There cannot be peace in the region until Hamas relinquishes power and withdraws its charter - the charter that states that only the complete annihilation of Israel and its citizens (Jew, Arab or Christian) is achieved. Jordan, Qatar, Israel and a reformed Hamas must solve this issue together. Hamas started this. Israel must endeavour to end it as soon as possible to ensure that there are no more civilian deaths, on either side, but Hamas must be demilitarised.
Jason Davis, Enniscorthy, Co Wexford
Israel betraying its past
I am ashamed to belong to this 'Godless' body the EU, including Ireland, which does not have the moral strength to vote against the slaughter of the innocents.
Israel is betraying the memory of its own past suffering; the trapped of the infamous Warsaw Ghetto has parallels with those now caged in the Gaza strip with no escape from the missiles. Israeli aggression created Hamas and its killing machine will create even more extreme terrorists or is that 'Freedom Fighters'?
John-Patrick Bell, Manorhamilton, Co Leitrim
Hatred behind criticism
It needs to be asked why people never get emotional and righteousness about other conflicts in the world, only whenever a conflict involves Israel.
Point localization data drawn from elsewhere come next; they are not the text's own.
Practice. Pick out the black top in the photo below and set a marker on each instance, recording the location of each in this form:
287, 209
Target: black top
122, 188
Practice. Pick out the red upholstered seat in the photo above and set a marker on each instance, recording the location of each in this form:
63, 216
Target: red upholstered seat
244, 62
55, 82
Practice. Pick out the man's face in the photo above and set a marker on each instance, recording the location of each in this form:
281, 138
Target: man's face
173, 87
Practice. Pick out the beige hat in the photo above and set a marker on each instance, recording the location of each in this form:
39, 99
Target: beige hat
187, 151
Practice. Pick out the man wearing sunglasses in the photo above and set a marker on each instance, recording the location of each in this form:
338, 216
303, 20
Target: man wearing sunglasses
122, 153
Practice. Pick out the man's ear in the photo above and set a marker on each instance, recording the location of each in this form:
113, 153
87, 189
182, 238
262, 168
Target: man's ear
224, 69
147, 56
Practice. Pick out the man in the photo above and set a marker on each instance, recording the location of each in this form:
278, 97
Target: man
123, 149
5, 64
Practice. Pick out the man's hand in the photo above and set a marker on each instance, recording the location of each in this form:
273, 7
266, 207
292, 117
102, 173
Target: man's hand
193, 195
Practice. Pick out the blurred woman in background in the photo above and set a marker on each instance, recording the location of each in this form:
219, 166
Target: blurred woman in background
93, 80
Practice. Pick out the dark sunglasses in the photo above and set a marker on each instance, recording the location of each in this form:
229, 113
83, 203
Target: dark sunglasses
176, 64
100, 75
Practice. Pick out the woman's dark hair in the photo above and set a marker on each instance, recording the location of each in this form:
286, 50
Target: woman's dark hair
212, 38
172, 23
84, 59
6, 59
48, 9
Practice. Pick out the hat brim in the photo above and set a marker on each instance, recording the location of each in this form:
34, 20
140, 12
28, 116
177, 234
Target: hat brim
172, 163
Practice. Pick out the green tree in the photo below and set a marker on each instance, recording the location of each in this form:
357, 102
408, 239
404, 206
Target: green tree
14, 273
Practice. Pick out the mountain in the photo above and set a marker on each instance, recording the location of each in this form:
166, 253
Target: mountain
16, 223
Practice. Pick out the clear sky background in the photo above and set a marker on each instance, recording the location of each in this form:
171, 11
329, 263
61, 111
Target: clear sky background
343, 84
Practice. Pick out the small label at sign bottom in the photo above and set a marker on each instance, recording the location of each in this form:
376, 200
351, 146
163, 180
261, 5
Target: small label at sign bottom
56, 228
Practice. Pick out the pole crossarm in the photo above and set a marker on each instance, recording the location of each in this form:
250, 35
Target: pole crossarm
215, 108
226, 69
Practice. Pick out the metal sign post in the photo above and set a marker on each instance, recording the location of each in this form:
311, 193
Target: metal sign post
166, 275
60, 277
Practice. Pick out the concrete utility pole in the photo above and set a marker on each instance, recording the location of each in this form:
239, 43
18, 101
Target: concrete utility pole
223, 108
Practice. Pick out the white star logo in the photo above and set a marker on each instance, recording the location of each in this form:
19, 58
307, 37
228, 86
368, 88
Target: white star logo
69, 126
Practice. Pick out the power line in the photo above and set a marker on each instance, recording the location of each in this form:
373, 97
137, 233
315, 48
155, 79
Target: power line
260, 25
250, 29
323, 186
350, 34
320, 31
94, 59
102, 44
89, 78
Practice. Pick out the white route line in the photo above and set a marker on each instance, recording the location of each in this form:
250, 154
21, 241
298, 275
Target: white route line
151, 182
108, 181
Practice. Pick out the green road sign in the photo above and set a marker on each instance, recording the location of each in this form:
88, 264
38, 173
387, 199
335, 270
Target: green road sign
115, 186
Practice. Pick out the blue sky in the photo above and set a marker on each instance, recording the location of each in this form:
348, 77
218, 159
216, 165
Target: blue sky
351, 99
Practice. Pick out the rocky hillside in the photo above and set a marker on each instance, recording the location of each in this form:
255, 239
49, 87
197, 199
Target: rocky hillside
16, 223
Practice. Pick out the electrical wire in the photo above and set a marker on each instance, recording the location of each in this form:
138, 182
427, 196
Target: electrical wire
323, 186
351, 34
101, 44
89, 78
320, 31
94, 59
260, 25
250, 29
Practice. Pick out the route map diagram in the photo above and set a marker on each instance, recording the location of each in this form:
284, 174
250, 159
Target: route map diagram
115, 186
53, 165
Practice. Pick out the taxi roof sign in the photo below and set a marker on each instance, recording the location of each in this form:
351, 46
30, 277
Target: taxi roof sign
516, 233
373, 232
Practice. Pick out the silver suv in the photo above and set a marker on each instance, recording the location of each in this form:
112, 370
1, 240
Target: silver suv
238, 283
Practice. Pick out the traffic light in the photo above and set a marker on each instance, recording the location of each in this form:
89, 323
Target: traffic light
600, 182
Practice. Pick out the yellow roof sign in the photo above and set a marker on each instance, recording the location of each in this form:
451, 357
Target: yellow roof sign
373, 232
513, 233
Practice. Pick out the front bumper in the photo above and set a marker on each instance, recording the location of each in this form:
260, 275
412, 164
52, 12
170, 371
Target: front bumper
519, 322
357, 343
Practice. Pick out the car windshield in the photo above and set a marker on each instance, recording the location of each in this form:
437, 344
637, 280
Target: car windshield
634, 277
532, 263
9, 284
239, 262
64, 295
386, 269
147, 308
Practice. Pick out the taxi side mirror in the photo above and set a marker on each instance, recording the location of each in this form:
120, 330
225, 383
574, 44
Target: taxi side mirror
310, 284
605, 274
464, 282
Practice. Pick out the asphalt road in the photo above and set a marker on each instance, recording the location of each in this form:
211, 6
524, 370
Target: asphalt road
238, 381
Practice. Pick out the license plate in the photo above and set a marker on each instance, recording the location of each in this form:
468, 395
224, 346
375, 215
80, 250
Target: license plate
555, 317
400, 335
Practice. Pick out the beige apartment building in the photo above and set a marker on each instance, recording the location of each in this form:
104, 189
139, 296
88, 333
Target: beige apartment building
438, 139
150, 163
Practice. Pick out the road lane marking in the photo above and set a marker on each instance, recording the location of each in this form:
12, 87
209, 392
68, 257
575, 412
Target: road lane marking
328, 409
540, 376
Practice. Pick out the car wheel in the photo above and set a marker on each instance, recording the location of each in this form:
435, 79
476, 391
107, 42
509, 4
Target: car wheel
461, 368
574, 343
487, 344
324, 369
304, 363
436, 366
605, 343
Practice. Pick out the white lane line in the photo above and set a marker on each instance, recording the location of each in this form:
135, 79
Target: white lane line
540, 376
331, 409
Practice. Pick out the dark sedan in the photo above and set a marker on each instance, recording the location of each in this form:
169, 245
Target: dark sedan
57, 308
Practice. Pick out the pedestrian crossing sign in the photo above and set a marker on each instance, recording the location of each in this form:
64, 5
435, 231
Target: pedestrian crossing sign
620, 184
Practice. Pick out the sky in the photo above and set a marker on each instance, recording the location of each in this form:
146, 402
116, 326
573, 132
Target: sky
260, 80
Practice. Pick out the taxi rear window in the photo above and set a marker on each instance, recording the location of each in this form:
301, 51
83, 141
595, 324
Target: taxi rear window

Over the past three years hundreds of thousands of Muslims Arabs have been killed by other Muslim Arabs and the ancient Christian communities in the Arab world have been systematically destroyed. Yet the letters pages of Irish newspapers have been empty about all that.
Also, thousands of Palestinians have been killed in Syria in recent years, yet nothing has been said about that either. One can only conclude that such people have only one motive: sheer hatred of Israel.
Dr Derek O'Flynn, Embassy of Israel
Will we all get Ebola?
The Irish Independent is to be commended on two very informative articles recently.
On Friday, you informed us of yet more obfuscation by the present Government regarding the hugely unpopular projected water tax.
On Thursday, you made us aware of the dangers of a hitherto virtually unknown disease, the Ebola virus.
Could the two ever be connected?
Could Ireland become the first first-world country to suffer an outbreak of Ebola, simply because the people cannot afford to wash properly, or even to flush the toilet?
D K Henderson, Clontarf, Dublin 3
Cost of filling the kettle
With the proposed 0.5c per litre charge for domestic water, it will soon be considerably more expensive to fill a kettle than to boil one. This is a startling fact that should help us reflect on both the cost and value of both water and electricity.
James McCarthy, Cork
Holy seating hopes
Do the people who stole the pew from a Kerry church want to be seated at the right hand of the Father?